Thursday, August 2, 2007

memory allocation

Section 7. Memory Allocation

7.1: Why doesn't this fragment work?

char *answer;
printf("Type something:\n");
gets(answer);
printf("You typed \"%s\"\n", answer);

A: The pointer variable answer(), which is handed to gets() as the
location into which the response should be stored, has not been
set to point to any valid storage. That is, we cannot say where
the pointer answer() points. (Since local variables are not
initialized, and typically contain garbage, it is not even
guaranteed that answer() starts out as a null pointer. See
questions 1.30 and 5.1.)

The simplest way to correct the question-asking program is to
use a local array, instead of a pointer, and let the compiler
worry about allocation:

#include
#include

char answer[100], *p;
printf("Type something:\n");
fgets(answer, sizeof answer, stdin);
if((p = strchr(answer, '\n')) != NULL)
*p = '\0';
printf("You typed \"%s\"\n", answer);

This example also uses fgets() instead of gets(), so that the
end of the array cannot be overwritten. (See question 12.23.
Unfortunately for this example, fgets() does not automatically
delete the trailing \n, as gets() would.) It would also be
possible to use malloc() to allocate the answer buffer.

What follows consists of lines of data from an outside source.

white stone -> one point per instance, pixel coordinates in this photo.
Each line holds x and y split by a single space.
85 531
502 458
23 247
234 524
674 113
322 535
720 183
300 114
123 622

7.2: I can't get strcat() to work. I tried

char *s1 = "Hello, ";
char *s2 = "world!";
char *s3 = strcat(s1, s2);

but I got strange results.

A: As in question 7.1 above, the main problem here is that space
for the concatenated result is not properly allocated. C does
not provide an automatically-managed string type. C compilers
only allocate memory for objects explicitly mentioned in the
source code (in the case of "strings," this includes character
arrays and string literals). The programmer must arrange for
sufficient space for the results of run-time operations such as
string concatenation, typically by declaring arrays, or by
calling malloc().

strcat() performs no allocation; the second string is appended
to the first one, in place. Therefore, one fix would be to
declare the first string as an array:

char s1[20] = "Hello, ";

Since strcat() returns the value of its first argument (s1, in
this case), the variable s3 is superfluous.

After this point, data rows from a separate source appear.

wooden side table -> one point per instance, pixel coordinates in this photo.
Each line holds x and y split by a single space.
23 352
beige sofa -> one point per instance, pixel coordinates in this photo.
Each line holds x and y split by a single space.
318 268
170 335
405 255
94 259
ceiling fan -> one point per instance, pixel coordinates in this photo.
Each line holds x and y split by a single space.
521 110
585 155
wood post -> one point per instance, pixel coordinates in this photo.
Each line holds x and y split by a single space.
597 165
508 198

The original call to strcat() in the question actually has two
problems: the string literal pointed to by s1, besides not being
big enough for any concatenated text, is not necessarily
writable at all. See question 1.32.

References: CT&P Sec. 3.2 p. 32.

7.3: But the man page for strcat() says that it takes two char *'s as
arguments. How am I supposed to know to allocate things?

A: In general, when using pointers you *always* have to consider
memory allocation, if only to make sure that the compiler is
doing it for you. If a library function's documentation does
not explicitly mention allocation, it is usually the caller's
problem.

The Synopsis section at the top of a Unix-style man page or in
the ANSI C standard can be misleading. The code fragments
presented there are closer to the function definitions used by
an implementor than the invocations used by the caller. In
particular, many functions which accept pointers (e.g. to
structures or strings) are usually called with the address of
some object (a structure, or an array -- see questions 6.3 and
6.4). Other common examples are time() (see question 13.12)
and stat().

7.5: I have a function that is supposed to return a string, but when
it returns to its caller, the returned string is garbage.

A: Make sure that the pointed-to memory is properly allocated. The
returned pointer should be to a statically-allocated buffer, or
to a buffer passed in by the caller, or to memory obtained with
malloc(), but *not* to a local (automatic) array. In other
words, never do something like

char *itoa(int n)
{
char retbuf[20]; /* WRONG */
sprintf(retbuf, "%d", n);
return retbuf; /* WRONG */
}

One fix (which is imperfect, especially if the function in
question is called recursively, or if several of its return
values are needed simultaneously) would be to declare the return
buffer as

static char retbuf[20];

See also questions 12.21 and 20.1.

References: ANSI Sec. 3.1.2.4; ISO Sec. 6.1.2.4.

7.6: Why am I getting "warning: assignment of pointer from integer
lacks a cast" for calls to malloc()?

A: Have you #included , or otherwise arranged for
malloc() to be declared properly?

References: H&S Sec. 4.7 p. 101.

7.7: Why does some code carefully cast the values returned by malloc
to the pointer type being allocated?

A: Before ANSI/ISO Standard C introduced the void * generic pointer
type, these casts were typically required to silence warnings
(and perhaps induce conversions) when assigning between
incompatible pointer types. (Under ANSI/ISO Standard C, these
casts are no longer necessary.)

References: H&S Sec. 16.1 pp. 386-7.

7.8: I see code like

char *p = malloc(strlen(s) + 1);
strcpy(p, s);

Shouldn't that be malloc((strlen(s) + 1) * sizeof(char))?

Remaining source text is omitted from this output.